Some of China’s state-backed financial institutions are pushing back against Beijing’s calls to support the embattled property sector amid concern they will be left with major debts on their balance sheets, many sources say.
Without explicit financial backing from Beijing, senior executives at some institutions are wary of dealing with debt-laden developers and later incurred potential losses of their own.
Part of the reason is because employees are increasingly being held accountable by authorities for poor lending and investment decisions if they sign off on support for struggling developers, two of the sources said.
China’s property sector, which accounts for about a quarter of the economy, has been lurching from crisis to crisis since the summer of 2020 as a result of regulators stepping in to cut excess leverage in the sector, which led some developers to default on their debts and struggle to complete projects.
Property investment, home sales and new construction are plummeting as the troubles scare off potential buyers.
Last week, China’s banking regulator was scrutinising property sector loans at some local and foreign lenders to assess systemic risks, as the real estate sector’s debt crisis worsens.
The reluctance of some Chinese lenders shows the challenges and limited options for Beijing to help revive the sector.
Chinese authorities have held multiple closed-door meetings in recent weeks during which banks and other financial institutions including securities companies were encouraged to support fundraising by developers, the sources said.
Although the People’s Bank of China (PBOC) has been nudging state-backed financial firms to support fundraising by stronger developers, it has so far refrained from issuing specific orders, according two separate sources.
Officials at two state banks and three state-backed asset managers said they have been trimming their holdings of property bonds since early this year despite several rounds of regulatory “window guidance” – verbal instructions from regulators to mainly Chinese companies – they received to support the sector.
All the sources declined to be identified for this story due to the sensitivity of the matter.
The PBOC and the China Banking and Insurance Regulatory Commission (CBIRC) did not respond to requests for comment.
Developers’ Offshore Bonds Plunged 200%
While banks rapidly expanding loan exposure to developers would be a moral hazard for Beijing which unveiled policies to rein in ballooning leverage two years ago, authorities this year have guided strong builders to also issue onshore bonds to restore normalcy in fundraising activities.
Loans granted by Chinese banks to developers in July dropped close to 37% on-year, while capital raised from offshore bond markets plunged 200%, according to calculations of the National Bureau of Statistics (NBS) data.
Onshore bond issuance in July, however, rose 4.2% from June to 32 billion yuan, according to researcher CRIC. Top issuers during the month were mostly state-owned or backed developers, including China Vanke and China Jinmao.
The issuance of onshore bonds is expected to rise – stock prices of developers and some of their bonds rebounded last week after media reported that Beijing would guarantee new onshore bond issues by a few, better-quality private firms.
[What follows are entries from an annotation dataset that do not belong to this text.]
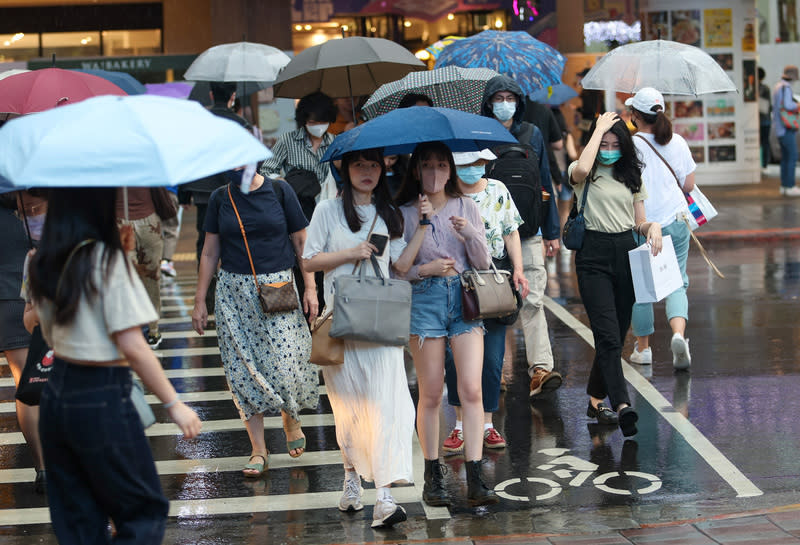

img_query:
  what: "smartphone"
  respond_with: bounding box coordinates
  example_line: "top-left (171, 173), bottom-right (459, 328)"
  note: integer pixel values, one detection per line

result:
top-left (369, 233), bottom-right (389, 255)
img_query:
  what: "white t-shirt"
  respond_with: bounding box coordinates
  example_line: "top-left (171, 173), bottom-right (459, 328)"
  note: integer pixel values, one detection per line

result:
top-left (633, 132), bottom-right (697, 227)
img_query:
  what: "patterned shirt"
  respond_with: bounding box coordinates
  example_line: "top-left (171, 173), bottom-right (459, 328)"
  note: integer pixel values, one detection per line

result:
top-left (260, 127), bottom-right (333, 184)
top-left (464, 178), bottom-right (523, 259)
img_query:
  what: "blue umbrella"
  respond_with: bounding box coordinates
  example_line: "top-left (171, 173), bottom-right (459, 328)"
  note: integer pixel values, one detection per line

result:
top-left (75, 70), bottom-right (147, 95)
top-left (436, 30), bottom-right (566, 95)
top-left (530, 83), bottom-right (578, 106)
top-left (0, 95), bottom-right (272, 187)
top-left (322, 106), bottom-right (517, 161)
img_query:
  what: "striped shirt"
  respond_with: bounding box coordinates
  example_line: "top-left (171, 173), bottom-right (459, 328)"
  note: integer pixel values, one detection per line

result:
top-left (260, 127), bottom-right (334, 184)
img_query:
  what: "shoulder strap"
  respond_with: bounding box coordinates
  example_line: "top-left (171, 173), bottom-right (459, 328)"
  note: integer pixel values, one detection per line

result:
top-left (228, 184), bottom-right (258, 289)
top-left (636, 133), bottom-right (683, 191)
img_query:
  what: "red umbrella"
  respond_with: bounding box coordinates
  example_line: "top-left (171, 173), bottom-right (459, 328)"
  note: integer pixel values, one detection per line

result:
top-left (0, 68), bottom-right (126, 115)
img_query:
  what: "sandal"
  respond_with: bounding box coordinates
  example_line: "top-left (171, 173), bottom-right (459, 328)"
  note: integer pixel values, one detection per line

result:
top-left (242, 453), bottom-right (269, 478)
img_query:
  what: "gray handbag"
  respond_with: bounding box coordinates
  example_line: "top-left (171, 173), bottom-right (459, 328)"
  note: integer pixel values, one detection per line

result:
top-left (330, 255), bottom-right (411, 346)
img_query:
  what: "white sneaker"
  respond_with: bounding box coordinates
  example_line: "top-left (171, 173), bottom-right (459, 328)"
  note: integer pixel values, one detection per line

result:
top-left (339, 477), bottom-right (364, 511)
top-left (371, 496), bottom-right (406, 528)
top-left (628, 341), bottom-right (653, 365)
top-left (670, 333), bottom-right (692, 370)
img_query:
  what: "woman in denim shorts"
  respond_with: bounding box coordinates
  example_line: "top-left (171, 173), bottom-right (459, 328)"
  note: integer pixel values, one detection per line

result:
top-left (397, 142), bottom-right (499, 505)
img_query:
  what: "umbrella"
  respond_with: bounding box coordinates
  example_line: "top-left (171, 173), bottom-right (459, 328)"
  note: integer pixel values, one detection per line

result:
top-left (273, 36), bottom-right (425, 98)
top-left (183, 42), bottom-right (291, 85)
top-left (321, 106), bottom-right (517, 161)
top-left (436, 30), bottom-right (566, 95)
top-left (581, 40), bottom-right (736, 96)
top-left (530, 83), bottom-right (578, 106)
top-left (0, 68), bottom-right (125, 114)
top-left (361, 66), bottom-right (498, 118)
top-left (0, 95), bottom-right (272, 187)
top-left (75, 70), bottom-right (147, 95)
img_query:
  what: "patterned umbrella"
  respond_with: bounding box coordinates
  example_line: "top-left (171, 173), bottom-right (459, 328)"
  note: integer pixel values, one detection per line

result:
top-left (362, 66), bottom-right (498, 119)
top-left (436, 30), bottom-right (566, 95)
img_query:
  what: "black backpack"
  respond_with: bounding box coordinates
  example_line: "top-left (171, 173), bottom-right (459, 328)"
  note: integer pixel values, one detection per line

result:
top-left (486, 122), bottom-right (544, 238)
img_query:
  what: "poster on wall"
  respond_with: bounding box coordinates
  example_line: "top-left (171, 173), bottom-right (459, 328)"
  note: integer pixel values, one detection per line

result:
top-left (672, 9), bottom-right (703, 47)
top-left (703, 8), bottom-right (733, 47)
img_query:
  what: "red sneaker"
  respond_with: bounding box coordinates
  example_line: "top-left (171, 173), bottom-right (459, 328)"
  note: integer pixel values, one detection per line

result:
top-left (442, 429), bottom-right (464, 454)
top-left (483, 428), bottom-right (506, 448)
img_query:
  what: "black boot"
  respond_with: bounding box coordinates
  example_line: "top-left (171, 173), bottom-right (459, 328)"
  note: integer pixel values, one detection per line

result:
top-left (466, 460), bottom-right (500, 507)
top-left (422, 459), bottom-right (450, 507)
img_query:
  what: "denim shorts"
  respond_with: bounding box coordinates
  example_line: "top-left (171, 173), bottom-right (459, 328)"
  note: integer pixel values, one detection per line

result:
top-left (411, 276), bottom-right (483, 343)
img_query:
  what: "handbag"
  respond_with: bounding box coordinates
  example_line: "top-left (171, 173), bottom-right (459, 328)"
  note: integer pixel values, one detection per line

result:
top-left (309, 311), bottom-right (344, 365)
top-left (461, 262), bottom-right (517, 321)
top-left (228, 185), bottom-right (300, 313)
top-left (561, 180), bottom-right (589, 251)
top-left (14, 325), bottom-right (53, 405)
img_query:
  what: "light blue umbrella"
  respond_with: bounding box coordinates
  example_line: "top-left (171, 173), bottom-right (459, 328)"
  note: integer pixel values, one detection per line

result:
top-left (0, 95), bottom-right (272, 187)
top-left (322, 106), bottom-right (517, 161)
top-left (436, 30), bottom-right (566, 95)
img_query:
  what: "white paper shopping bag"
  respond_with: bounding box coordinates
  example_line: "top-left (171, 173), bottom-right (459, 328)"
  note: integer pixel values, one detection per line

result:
top-left (628, 235), bottom-right (683, 303)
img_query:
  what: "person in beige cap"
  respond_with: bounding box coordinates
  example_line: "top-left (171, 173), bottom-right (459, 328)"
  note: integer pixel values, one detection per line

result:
top-left (772, 65), bottom-right (800, 197)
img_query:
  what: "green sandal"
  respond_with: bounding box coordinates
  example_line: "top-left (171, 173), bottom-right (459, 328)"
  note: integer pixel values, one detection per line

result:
top-left (242, 453), bottom-right (269, 478)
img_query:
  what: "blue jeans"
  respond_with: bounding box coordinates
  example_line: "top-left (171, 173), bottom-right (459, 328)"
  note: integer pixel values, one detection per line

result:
top-left (778, 129), bottom-right (797, 187)
top-left (39, 358), bottom-right (169, 545)
top-left (444, 320), bottom-right (506, 413)
top-left (631, 221), bottom-right (691, 337)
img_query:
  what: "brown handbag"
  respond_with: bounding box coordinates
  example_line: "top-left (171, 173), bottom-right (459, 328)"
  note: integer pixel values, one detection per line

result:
top-left (228, 185), bottom-right (300, 313)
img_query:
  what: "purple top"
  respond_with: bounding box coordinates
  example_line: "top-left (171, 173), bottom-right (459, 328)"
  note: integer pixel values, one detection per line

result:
top-left (400, 197), bottom-right (491, 281)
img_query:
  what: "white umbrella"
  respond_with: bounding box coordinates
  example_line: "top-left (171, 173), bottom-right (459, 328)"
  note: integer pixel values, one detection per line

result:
top-left (581, 40), bottom-right (737, 96)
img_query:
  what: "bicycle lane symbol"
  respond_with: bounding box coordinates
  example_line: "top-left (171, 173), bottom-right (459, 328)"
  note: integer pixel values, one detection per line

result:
top-left (494, 448), bottom-right (662, 502)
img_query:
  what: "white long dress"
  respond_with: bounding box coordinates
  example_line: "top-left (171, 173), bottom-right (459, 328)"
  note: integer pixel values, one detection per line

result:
top-left (303, 198), bottom-right (415, 487)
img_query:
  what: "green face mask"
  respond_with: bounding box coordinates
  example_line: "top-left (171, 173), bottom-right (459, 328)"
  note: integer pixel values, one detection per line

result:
top-left (597, 150), bottom-right (622, 166)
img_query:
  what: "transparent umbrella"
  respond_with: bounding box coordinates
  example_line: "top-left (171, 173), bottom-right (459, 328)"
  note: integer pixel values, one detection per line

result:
top-left (581, 40), bottom-right (737, 96)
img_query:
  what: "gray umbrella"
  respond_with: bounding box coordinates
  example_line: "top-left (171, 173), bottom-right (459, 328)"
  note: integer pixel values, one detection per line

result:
top-left (273, 36), bottom-right (426, 98)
As part of that move, Longfor Group Holdings on Tuesday announced the launch of an up to 1.5 billion yuan ($218.54 million) bond offering. And there are expected to be more in coming days.
Chinese financial firms are typically major subscribers to these new offerings by local companies. This time, however, some are not looking to buy new notes even from developers that have relatively better balance sheets.
“We can’t afford riding out the volatility before maturity. It will mess up our books,” a credit analyst with a Shanghai-based and state-backed asset manager said, talking about interest in new bonds from developers.
“Analysis does not work any more, because pessimism has grabbed the market … anything related to property is a no-go,” said the credit analyst, who declined to be identified as they are not allowed to speak to the media.
Longfor declined to comment.
Huarong Asset Management Company, one of China’s four large state-owned bad loan managers, has been tasked with looking at some stalled property projects, but has passed over many, said an official involved in those decisions.
“We need to have some comfort that we’ll get repaid at least some of our funds,” the official said, adding that the banking sector regulator would be visiting their offices this month to assess property risks.
Huarong did not respond to requests for comment.
Some developers are also finding that state reassurances on stabilising the sector don’t necessarily translate into more bank funding, as they scramble to finish apartment construction to placate homebuyers threatening to stop paying mortgages.
An industry source close to developers said issuing bonds now was not easy as it’s hard to find buyers and many investors were trying to sell their holdings. Banks also may not have enough purchase quota for all the issuers, the source added.